Kim went on to say that he regretted an announcement by a group of lawmakers of Japan's conservative opposition Liberal Democratic Party that they will visit Ulleung, an East Sea island between South Korea's east coast and Dokdo, early next month.
"I think the measure taken against Korean Air, a civilian company, is an inappropriate one that could run against WTO agreements as well as international diplomatic customs," Kim was quoted as saying.
"As President (Lee Myung-bak) has declared before, it is an undeniable fact that Dokdo is part of South Korea's territory," he said.
Although the one-month boycott is viewed as a symbolic measure because most Japanese diplomats typically fly with Japan's flagship airline, South Korean officials said they were taking the issue seriously as the Japanese measure is "tantamount to a sanction against a private company."

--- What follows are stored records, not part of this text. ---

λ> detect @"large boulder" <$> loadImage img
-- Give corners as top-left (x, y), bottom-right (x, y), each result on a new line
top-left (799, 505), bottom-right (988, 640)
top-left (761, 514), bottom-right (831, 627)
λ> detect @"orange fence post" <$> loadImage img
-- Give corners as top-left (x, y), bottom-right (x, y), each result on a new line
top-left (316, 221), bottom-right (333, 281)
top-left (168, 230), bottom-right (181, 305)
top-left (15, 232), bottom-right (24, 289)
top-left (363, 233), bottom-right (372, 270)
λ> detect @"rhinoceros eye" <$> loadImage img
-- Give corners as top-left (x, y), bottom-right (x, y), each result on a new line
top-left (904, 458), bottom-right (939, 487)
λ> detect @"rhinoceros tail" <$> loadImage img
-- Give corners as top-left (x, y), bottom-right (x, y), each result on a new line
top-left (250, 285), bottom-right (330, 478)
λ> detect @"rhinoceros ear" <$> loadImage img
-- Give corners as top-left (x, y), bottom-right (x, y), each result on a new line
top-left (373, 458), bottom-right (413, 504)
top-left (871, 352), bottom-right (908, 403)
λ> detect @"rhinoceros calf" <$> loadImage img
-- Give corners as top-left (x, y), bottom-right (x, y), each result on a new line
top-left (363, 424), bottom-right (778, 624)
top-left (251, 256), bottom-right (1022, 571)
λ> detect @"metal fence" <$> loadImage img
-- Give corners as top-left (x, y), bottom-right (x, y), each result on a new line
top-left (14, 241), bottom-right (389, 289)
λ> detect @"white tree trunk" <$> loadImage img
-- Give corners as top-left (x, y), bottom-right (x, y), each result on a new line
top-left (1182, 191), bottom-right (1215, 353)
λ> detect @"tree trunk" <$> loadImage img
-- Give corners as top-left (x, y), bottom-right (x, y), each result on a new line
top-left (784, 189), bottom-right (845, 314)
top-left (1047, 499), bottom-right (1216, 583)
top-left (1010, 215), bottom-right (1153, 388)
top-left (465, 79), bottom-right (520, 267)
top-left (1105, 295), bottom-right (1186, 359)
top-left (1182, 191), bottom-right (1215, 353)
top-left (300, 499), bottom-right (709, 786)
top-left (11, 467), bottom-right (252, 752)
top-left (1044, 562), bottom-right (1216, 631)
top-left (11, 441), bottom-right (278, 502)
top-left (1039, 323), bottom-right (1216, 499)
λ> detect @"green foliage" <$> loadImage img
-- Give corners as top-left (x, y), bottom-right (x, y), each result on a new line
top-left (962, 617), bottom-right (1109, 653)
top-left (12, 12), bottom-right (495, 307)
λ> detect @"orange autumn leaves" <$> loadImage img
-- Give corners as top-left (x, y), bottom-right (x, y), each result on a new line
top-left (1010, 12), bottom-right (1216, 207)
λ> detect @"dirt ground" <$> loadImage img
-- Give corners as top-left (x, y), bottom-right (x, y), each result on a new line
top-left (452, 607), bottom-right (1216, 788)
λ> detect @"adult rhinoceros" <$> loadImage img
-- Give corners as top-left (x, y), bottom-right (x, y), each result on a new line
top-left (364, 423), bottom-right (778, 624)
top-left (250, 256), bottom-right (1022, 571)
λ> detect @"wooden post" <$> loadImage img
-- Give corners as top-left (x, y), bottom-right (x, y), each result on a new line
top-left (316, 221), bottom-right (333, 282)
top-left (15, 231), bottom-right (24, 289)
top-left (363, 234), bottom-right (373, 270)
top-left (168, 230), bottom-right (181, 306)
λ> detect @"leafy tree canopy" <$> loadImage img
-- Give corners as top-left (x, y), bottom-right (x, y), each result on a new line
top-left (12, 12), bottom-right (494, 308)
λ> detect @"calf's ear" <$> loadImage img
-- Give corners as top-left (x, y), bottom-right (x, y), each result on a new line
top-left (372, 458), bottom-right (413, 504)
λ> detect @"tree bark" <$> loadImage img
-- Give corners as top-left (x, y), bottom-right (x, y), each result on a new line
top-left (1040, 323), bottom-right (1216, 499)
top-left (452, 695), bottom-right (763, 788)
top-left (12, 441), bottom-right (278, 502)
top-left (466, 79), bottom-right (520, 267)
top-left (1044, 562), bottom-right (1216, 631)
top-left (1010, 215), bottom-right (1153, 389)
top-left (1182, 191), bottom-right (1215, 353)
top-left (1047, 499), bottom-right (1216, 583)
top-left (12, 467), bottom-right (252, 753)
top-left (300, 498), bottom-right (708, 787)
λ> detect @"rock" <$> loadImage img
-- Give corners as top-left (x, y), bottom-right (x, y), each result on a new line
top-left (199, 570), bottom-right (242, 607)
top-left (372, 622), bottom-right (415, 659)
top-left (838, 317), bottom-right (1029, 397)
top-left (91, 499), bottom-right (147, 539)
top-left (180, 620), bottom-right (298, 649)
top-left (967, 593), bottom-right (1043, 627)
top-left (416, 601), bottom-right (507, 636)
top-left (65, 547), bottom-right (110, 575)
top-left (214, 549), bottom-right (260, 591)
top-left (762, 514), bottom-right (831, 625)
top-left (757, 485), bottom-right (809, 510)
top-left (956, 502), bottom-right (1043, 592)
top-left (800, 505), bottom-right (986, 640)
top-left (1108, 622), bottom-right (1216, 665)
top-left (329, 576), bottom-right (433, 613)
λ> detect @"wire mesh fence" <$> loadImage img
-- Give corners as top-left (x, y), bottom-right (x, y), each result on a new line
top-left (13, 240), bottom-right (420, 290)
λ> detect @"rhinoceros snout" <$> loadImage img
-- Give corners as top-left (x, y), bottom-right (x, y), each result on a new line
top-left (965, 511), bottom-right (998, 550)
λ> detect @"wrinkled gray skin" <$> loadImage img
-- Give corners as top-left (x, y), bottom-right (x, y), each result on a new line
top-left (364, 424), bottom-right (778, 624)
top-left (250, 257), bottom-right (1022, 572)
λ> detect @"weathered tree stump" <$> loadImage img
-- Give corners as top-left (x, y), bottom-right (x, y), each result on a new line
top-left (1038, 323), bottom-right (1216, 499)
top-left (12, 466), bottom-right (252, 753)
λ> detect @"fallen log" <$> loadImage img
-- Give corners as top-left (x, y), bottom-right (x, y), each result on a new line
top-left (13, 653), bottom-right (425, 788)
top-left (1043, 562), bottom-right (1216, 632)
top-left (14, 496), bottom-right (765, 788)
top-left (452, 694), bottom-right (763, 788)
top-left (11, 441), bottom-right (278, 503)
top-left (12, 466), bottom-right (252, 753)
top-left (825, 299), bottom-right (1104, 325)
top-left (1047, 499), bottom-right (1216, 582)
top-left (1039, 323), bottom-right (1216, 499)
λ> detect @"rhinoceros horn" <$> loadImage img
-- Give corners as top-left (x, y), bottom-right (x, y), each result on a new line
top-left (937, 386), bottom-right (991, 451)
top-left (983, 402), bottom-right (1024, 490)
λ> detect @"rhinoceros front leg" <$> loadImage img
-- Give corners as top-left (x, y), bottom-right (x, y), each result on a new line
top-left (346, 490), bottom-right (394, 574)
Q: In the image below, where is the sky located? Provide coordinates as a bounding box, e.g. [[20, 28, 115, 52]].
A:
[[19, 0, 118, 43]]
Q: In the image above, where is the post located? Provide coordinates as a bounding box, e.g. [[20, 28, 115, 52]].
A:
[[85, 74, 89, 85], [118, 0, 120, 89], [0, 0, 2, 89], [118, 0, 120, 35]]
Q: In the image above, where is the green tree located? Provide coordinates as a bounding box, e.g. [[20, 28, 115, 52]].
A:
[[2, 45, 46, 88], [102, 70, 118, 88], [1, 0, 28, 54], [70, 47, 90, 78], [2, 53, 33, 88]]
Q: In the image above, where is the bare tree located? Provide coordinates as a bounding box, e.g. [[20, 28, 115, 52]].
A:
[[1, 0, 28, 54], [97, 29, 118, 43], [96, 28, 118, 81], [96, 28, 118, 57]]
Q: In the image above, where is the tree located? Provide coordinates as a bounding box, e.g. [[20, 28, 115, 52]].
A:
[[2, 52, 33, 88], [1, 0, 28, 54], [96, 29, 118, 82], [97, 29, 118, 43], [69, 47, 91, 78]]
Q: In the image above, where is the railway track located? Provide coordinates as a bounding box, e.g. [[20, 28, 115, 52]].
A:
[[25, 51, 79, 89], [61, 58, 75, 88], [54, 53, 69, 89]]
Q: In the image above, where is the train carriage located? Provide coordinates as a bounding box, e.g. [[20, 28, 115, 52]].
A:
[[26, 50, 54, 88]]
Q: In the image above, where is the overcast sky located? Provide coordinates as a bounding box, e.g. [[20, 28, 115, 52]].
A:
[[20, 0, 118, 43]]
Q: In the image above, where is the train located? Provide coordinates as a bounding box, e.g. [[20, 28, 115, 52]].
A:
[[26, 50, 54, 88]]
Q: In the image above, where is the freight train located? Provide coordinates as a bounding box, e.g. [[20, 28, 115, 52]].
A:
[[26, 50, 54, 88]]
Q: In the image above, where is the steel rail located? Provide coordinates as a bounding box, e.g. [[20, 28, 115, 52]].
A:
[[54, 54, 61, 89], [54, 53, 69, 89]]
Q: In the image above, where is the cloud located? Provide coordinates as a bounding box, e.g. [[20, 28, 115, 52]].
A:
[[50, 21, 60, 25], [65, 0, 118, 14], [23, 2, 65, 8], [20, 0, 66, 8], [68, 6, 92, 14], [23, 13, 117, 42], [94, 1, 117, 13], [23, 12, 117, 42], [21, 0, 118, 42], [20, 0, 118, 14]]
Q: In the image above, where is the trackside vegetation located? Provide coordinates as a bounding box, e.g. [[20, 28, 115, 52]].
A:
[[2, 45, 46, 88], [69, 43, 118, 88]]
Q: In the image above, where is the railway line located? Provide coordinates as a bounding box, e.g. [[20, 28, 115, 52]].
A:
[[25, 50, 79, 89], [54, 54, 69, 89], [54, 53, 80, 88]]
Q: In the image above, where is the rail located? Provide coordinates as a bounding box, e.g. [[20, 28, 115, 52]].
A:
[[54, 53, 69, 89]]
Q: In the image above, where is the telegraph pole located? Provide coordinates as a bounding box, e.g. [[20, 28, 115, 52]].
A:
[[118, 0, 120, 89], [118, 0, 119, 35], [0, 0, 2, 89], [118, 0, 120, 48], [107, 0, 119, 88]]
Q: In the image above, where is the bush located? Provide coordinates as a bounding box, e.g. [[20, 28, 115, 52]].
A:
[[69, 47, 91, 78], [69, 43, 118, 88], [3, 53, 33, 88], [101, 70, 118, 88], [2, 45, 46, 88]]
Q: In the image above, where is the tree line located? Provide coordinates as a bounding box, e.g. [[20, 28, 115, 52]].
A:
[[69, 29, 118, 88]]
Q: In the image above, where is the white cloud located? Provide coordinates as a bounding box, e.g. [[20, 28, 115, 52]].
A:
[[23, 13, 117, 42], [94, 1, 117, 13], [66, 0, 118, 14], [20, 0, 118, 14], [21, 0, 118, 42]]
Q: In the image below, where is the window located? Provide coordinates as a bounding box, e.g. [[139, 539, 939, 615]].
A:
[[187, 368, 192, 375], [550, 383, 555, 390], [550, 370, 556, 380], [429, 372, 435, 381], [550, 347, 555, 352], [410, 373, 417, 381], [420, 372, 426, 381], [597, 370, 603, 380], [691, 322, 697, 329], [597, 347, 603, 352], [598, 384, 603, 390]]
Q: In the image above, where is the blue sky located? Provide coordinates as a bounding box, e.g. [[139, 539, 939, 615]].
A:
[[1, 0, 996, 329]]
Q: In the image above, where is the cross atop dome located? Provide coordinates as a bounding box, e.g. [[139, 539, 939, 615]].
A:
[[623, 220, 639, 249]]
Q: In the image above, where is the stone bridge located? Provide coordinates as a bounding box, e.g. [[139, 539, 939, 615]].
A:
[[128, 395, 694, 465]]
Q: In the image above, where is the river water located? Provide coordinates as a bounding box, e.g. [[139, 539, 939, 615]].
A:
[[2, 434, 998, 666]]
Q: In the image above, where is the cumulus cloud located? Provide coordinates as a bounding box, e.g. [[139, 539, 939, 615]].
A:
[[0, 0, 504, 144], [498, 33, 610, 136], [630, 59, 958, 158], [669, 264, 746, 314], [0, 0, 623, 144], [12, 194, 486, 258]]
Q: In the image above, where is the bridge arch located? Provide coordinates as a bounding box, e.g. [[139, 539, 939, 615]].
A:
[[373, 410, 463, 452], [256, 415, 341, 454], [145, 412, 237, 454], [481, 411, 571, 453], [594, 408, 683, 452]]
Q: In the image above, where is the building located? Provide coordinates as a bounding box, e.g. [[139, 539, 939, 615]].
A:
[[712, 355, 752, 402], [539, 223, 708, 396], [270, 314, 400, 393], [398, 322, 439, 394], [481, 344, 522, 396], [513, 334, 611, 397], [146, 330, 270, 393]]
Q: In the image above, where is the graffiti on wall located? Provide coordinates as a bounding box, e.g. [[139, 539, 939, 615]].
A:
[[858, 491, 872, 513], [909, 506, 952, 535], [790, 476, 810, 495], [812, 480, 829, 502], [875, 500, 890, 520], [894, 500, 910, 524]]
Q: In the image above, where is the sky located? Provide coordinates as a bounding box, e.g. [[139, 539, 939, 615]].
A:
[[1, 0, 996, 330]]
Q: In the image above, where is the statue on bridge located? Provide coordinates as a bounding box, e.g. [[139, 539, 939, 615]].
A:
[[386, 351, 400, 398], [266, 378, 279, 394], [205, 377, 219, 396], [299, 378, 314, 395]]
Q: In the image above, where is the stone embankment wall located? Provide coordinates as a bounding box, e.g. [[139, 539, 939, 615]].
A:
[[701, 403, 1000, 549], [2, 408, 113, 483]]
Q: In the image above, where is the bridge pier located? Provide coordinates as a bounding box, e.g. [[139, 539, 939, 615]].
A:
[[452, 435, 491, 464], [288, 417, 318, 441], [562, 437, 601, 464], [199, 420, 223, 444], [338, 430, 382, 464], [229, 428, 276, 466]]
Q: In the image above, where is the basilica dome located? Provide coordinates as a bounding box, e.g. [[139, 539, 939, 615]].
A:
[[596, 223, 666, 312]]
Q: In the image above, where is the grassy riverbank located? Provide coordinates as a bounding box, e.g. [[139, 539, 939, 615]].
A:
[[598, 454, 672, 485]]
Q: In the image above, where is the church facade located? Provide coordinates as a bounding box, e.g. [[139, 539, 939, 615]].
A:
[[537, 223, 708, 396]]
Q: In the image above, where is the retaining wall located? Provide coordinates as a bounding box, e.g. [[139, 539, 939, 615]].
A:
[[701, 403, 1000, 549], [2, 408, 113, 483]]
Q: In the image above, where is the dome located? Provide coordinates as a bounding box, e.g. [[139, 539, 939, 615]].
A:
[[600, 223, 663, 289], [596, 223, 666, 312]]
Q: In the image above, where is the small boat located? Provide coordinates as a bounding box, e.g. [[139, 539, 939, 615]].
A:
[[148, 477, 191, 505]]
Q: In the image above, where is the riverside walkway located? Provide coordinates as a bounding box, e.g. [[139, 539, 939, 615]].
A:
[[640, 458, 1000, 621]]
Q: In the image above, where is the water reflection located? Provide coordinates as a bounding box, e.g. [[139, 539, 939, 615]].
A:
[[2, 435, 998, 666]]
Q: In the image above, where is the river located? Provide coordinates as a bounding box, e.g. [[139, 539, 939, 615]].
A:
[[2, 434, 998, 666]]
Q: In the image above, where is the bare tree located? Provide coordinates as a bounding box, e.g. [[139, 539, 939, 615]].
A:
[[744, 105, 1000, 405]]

"The measure is illogical and total nonsense, and its effectiveness and purpose are unclear," Foreign Ministry spokesman Cho Byung-jae told reporters.
"The international community already knows that Japan has more to lose than gain from the measure because Dokdo is our territory," Cho said.
Cho also asked the Japanese lawmakers to refrain from visiting Ulleung Island if their planned visit is aimed at reasserting a territorial claim on Dokdo.
"The Republic of Korea is a free country where freedom of travel is guaranteed," Cho said, using South Korea's official name.
"However, if they visit Ulleung Island for the purpose of raising the issue of Dokdo, it will be absolutely no help to relations of the two nations, and we will review countermeasures with all possibilities opening," the spokesman said.
Japan's claims to the Dokdo islets in the East Sea have long been a thorn in relations between Seoul and Tokyo.
South Korea rejects the claims as nonsense because the country regained independence from Japan's 36-year colonial rule in 1945 and reclaimed sovereignty over its territory, including Dokdo and many other islands around the Korean Peninsula.
Tensions between South Korea and Japan resurfaced in April after Japan's Cabinet approved the "Diplomatic Blue Paper" report for 2011 with claims to the islets, and its education ministry approved a series of school textbooks claiming the islets as Japanese territory.